The figures were released by the government in a raft of opposition party policy costings – one of the opening shots in the general election campaign.
On Labour’s policy to introduce Directors of School Standards as a ‘middle tier’ of accountability for schools, the Treasury estimates it would cost between £65.55m and £68.02m per year.
It also estimates that Labour’s plan to require all teachers to gain qualified teacher status would cost £386m over five years.
Plans to increase the number of university technical colleges (UTCs) – based on an estimate of 100 over the next parliament – is given a cost of £1.4bn up to 2025/26.
Ed Balls has called for a “major expansion” of the UTC policy, with former Labour education minister Andrew Adonis proposing that 100 new UTCs be established in a report last year.
Produced by the Treasury (and the Department for Education in the case of the unqualified teachers policy), the costings note several assumptions made in the calculations.
Responding to the claims, Shadow Education Secretary Tristram Hunt said that the costings were based on “bogus claims and untruths”.

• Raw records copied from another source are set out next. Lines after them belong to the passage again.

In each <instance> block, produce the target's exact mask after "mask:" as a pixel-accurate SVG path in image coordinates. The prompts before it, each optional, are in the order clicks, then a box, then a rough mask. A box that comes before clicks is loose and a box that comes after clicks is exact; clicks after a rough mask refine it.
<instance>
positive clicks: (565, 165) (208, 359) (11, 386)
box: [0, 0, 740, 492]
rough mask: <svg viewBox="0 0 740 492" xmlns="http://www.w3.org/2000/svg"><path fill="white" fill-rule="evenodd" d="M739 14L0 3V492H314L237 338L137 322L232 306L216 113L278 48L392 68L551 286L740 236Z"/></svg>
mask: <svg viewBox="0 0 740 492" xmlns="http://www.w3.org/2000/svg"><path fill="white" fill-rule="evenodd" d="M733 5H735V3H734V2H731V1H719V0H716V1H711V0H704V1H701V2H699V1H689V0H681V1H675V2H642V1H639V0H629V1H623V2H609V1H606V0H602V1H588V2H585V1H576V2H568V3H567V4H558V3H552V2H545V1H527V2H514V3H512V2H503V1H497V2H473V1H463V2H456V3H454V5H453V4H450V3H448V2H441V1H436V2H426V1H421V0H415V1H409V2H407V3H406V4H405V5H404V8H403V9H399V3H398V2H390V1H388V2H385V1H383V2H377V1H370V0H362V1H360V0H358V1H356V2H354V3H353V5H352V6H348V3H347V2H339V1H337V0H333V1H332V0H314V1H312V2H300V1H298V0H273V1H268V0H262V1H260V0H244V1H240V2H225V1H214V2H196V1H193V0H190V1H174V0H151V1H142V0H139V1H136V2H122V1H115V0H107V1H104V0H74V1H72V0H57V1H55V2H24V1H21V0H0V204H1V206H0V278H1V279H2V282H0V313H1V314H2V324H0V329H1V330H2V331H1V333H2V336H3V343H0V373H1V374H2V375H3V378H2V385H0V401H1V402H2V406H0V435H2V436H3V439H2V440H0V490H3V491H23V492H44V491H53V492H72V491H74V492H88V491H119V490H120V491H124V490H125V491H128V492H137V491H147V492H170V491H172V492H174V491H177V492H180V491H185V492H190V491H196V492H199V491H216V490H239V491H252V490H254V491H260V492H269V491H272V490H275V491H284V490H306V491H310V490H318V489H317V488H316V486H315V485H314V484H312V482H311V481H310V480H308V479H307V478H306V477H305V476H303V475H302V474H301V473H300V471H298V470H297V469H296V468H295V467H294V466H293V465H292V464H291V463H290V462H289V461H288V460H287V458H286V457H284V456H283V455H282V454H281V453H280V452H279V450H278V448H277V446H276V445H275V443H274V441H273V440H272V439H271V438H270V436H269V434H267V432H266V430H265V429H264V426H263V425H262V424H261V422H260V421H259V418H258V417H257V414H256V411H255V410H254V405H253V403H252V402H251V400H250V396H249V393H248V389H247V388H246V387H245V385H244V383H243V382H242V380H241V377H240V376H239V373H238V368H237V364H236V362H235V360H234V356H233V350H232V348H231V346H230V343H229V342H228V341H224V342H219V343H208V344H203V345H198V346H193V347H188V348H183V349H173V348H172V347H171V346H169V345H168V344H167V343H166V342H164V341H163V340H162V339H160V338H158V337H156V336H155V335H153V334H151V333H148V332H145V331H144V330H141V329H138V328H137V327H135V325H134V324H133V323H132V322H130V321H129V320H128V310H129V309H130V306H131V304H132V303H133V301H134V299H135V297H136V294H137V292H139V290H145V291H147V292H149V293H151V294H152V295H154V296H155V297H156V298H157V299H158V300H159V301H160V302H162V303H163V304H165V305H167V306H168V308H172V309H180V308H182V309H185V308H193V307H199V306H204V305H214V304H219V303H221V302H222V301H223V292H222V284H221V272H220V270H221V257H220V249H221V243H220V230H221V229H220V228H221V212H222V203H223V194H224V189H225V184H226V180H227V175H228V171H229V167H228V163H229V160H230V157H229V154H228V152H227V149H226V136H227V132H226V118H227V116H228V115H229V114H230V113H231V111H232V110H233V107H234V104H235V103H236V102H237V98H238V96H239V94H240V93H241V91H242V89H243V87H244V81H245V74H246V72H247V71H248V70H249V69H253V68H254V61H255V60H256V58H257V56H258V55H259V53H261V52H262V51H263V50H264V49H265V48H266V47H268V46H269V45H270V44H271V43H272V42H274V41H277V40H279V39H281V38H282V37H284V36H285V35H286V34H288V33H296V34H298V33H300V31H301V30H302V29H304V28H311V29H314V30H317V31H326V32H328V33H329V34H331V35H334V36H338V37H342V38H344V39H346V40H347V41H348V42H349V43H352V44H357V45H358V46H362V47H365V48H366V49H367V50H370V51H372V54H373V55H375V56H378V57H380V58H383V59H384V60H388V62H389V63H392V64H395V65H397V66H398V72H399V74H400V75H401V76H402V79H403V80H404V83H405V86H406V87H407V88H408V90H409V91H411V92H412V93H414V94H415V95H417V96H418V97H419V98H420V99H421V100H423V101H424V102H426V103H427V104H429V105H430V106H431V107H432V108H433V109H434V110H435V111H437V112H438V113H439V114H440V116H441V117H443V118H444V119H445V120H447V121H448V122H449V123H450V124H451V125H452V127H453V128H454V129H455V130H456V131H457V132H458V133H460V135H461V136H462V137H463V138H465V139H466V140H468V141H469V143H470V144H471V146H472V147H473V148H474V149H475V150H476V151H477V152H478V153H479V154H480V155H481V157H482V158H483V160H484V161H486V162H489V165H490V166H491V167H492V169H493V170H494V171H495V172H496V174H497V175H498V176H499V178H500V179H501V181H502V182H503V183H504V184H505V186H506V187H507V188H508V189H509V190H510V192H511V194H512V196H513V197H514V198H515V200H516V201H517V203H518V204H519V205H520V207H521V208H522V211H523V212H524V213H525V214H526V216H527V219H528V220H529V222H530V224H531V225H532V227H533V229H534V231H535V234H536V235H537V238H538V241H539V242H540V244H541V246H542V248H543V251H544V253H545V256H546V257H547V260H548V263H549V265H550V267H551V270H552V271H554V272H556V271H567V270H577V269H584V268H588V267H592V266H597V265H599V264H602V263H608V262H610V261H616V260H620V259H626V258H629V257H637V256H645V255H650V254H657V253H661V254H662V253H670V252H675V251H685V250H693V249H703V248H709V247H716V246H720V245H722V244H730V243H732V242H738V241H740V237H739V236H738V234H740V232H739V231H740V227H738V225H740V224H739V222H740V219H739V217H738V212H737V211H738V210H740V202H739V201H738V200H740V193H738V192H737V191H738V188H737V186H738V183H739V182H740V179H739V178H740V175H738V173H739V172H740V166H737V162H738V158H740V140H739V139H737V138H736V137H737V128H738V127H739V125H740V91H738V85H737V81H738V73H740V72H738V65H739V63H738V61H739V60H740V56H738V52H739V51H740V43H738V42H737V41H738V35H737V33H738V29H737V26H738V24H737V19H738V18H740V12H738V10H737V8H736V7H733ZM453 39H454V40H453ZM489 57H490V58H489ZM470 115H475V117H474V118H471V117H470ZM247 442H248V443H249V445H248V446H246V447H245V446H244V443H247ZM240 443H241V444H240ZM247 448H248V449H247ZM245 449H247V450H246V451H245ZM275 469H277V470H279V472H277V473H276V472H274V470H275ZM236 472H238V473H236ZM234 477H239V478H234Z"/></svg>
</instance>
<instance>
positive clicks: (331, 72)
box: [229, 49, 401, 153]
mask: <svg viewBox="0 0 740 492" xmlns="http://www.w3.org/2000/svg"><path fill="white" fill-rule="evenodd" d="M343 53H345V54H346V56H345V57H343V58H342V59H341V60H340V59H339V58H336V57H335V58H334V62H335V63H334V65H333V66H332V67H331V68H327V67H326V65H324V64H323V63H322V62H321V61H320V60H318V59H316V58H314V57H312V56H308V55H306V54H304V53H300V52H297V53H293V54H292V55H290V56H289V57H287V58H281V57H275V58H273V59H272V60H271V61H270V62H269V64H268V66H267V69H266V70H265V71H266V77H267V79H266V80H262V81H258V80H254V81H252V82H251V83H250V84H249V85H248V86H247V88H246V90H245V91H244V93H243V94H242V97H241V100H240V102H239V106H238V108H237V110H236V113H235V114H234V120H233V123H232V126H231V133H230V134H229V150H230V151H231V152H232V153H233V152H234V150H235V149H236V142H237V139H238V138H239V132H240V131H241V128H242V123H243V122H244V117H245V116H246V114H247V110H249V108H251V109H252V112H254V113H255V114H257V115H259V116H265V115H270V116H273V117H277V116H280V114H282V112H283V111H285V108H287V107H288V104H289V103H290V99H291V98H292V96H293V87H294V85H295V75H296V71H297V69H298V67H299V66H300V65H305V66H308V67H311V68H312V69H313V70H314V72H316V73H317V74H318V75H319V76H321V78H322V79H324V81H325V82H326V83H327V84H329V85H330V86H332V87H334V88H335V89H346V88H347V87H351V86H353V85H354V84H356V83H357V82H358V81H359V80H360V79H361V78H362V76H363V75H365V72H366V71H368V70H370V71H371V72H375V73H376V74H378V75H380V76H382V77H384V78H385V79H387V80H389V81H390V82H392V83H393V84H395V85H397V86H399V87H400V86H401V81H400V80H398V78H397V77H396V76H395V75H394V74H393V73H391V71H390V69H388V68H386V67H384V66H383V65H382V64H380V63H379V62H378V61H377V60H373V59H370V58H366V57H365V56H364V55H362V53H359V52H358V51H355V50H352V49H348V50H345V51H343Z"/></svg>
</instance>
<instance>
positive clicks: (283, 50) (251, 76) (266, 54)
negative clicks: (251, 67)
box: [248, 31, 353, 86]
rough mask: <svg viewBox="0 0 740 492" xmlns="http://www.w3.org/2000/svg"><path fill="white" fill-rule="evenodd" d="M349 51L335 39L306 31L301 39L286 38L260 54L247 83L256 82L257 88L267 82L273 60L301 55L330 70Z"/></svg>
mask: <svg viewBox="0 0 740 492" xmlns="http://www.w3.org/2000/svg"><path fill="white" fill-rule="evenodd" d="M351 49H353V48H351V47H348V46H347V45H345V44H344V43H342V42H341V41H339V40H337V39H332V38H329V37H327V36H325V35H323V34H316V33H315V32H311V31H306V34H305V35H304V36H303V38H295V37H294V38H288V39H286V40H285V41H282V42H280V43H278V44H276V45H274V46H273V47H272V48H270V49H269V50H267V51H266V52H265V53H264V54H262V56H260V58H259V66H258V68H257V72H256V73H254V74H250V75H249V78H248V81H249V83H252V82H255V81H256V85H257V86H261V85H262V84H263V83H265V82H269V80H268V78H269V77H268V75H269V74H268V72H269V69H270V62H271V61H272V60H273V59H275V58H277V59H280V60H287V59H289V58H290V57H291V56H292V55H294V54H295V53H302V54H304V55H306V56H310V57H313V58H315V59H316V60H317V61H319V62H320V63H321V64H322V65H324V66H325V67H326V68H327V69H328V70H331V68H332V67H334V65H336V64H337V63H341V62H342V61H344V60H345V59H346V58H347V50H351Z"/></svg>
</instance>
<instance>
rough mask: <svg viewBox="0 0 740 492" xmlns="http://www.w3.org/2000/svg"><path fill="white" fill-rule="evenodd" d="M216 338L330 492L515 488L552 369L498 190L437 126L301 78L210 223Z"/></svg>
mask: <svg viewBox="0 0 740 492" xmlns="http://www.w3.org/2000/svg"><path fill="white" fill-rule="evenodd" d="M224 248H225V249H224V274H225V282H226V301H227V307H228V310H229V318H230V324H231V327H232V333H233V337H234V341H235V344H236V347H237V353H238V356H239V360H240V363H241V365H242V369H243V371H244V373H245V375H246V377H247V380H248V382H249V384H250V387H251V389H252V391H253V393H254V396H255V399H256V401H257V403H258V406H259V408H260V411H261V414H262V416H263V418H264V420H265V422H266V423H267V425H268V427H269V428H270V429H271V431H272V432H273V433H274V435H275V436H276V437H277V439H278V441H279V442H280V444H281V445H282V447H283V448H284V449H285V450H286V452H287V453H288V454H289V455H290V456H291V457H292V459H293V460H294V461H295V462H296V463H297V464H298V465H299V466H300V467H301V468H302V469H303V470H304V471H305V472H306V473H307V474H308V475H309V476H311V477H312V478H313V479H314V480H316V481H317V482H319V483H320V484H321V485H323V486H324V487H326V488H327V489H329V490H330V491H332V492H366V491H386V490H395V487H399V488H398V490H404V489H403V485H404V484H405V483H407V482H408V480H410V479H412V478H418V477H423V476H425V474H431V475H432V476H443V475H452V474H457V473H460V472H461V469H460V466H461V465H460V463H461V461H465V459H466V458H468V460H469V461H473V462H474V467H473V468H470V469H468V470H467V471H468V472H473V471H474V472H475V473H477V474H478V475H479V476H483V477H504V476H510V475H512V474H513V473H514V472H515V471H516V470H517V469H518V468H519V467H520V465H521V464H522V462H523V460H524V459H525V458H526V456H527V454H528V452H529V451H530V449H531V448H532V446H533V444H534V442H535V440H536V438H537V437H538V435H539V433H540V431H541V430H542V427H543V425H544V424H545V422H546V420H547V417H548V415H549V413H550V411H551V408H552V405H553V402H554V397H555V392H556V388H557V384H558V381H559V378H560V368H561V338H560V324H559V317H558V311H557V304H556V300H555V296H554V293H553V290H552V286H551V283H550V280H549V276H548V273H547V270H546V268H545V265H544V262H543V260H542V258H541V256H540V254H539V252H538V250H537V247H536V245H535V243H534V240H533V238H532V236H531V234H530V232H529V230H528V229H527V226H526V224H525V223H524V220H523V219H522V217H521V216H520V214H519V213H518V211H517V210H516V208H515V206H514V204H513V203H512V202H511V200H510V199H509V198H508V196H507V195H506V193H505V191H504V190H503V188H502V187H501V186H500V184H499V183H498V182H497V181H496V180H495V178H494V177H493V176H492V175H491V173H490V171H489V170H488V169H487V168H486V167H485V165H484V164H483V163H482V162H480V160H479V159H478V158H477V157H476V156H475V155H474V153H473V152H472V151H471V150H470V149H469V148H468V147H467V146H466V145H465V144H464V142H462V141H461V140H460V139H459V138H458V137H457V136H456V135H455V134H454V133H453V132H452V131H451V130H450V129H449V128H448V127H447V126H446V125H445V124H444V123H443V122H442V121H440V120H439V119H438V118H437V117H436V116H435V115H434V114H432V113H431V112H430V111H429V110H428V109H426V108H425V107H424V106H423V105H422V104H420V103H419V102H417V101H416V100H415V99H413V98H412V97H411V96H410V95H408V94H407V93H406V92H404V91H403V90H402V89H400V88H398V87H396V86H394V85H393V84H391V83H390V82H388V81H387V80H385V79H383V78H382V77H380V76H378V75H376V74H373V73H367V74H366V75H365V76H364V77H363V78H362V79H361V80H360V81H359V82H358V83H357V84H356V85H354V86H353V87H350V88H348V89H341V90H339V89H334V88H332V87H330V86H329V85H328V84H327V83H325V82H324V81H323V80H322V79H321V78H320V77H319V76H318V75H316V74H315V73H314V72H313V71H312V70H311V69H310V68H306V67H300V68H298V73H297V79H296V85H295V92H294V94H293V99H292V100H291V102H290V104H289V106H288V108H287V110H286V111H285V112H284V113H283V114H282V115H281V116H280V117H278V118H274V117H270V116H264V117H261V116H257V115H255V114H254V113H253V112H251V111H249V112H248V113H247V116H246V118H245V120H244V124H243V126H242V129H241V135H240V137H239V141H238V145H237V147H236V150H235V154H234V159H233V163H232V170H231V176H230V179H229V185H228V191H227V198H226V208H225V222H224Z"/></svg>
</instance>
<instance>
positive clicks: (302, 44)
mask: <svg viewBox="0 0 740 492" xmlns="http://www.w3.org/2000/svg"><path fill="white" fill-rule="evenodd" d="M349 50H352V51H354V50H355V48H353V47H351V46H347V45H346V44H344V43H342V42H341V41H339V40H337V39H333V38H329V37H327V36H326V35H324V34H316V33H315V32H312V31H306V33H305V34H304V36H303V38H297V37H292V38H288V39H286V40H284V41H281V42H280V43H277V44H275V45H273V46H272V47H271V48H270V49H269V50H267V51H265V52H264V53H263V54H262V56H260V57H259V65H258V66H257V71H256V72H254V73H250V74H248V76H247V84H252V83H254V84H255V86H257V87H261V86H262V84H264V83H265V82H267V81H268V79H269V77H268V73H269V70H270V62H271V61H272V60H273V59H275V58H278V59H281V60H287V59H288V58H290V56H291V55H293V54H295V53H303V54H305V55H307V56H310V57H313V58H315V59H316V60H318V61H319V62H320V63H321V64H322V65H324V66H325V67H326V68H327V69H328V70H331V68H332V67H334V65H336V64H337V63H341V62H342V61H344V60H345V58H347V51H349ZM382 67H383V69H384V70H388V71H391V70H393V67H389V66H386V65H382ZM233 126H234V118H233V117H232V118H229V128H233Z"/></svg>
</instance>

He also said: “Labour has made no unfunded spending commitments. We are undertaking a zero-based review of departmental spending.”
The Liberal Democrats distanced themselves from the costings. A Lib Dem spokesperson described them as “private advice” produced for the Conservatives, and said they had not been signed off his party, as would generally be the case with government documents.
The spokesperson said: “Unless the other parties say they will also protect education funding, parents and teachers will find their squabbling completely irrelevant.”
Article updated at 14.25pm, 5 January 2014 to reflect Labour’s response to the claims, and updated further at 18.05pm with the Lib Dem’s reaction to the costings.